Hierarchical matrices approximate specific types of dense matrices, e.g., from discretized integral equations, kernel-based approximation and Gaussian process regression, leading to log-linear time complexity in dense matrix-vector products. To be able to solve large-scale applications, H-matrix algorithms have to be parallelized. A special kind of parallel hardware are many-core processors, e.g. graphics processing units (GPUs). The parallelization of H-matrices on many-core processors is difficult due to the complex nature of the underlying algorithms that need to be mapped to rather simple parallel operations.
We are interested to use these many-core processors for the full H-matrix construction and application process. A motivation for this interest lies in the well-known claim that future standard processors will evolve towards many-core hardware, anyway. In order to be prepared for this development, we want to discuss many-core parallel formulations of classical H-matrix algorithms and adaptive cross approximations.
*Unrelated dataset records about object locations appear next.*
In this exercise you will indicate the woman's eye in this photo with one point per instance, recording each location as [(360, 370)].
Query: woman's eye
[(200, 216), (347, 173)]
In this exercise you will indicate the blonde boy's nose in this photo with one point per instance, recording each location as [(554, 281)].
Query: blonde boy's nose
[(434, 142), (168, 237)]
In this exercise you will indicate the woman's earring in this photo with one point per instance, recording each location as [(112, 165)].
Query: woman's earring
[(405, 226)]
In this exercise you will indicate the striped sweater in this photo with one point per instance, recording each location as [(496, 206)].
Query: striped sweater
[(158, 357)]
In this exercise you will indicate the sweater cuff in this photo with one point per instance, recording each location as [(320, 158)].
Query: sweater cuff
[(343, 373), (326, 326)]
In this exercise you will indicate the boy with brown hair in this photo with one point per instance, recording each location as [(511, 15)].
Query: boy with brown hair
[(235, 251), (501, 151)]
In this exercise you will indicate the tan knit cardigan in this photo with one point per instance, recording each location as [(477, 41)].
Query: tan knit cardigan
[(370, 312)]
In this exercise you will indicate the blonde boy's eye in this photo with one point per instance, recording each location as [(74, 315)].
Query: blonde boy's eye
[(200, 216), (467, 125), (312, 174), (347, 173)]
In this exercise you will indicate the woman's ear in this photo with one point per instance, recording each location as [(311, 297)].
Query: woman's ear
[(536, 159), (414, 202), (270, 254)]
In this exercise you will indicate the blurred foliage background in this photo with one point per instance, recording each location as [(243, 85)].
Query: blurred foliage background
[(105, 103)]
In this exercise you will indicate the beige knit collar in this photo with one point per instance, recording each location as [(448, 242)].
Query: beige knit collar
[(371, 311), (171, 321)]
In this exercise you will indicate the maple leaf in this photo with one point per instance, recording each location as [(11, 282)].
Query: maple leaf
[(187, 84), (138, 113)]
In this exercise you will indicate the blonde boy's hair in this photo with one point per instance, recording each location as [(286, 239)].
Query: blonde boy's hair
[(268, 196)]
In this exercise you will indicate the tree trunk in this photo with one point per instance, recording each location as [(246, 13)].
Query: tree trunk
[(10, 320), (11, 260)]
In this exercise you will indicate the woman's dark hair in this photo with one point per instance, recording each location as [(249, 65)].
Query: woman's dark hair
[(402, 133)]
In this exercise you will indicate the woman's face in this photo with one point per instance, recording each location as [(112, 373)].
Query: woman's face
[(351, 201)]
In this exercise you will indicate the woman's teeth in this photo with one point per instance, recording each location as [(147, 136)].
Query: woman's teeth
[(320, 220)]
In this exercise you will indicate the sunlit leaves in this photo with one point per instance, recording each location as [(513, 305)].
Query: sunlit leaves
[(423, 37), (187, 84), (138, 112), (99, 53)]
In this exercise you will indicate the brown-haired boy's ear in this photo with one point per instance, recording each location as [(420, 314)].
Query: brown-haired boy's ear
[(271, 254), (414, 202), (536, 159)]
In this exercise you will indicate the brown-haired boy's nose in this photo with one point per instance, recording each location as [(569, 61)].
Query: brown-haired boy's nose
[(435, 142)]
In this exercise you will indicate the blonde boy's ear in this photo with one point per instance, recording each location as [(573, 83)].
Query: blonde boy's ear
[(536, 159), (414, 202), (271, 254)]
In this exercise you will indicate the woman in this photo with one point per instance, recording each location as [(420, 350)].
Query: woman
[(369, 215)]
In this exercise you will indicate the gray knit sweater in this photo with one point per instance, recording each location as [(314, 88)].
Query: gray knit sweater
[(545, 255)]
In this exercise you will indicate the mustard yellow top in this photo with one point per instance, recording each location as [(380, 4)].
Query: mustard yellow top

In the presentation, the use of H-matrices is motivated by the model application of kernel-based approximation for the solution of parametric PDEs, e.g. PDEs with stochastic coefficients. The main part of the talk will be dedicated to the challenges of H-matrix parallelizations on many-core hardware with the specific model hardware of GPUs. We propose a set of parallelization strategies which overcome most of these challenges. Benchmarks of our implementation are used to explain the effect of different parallel formulations of the algorithms.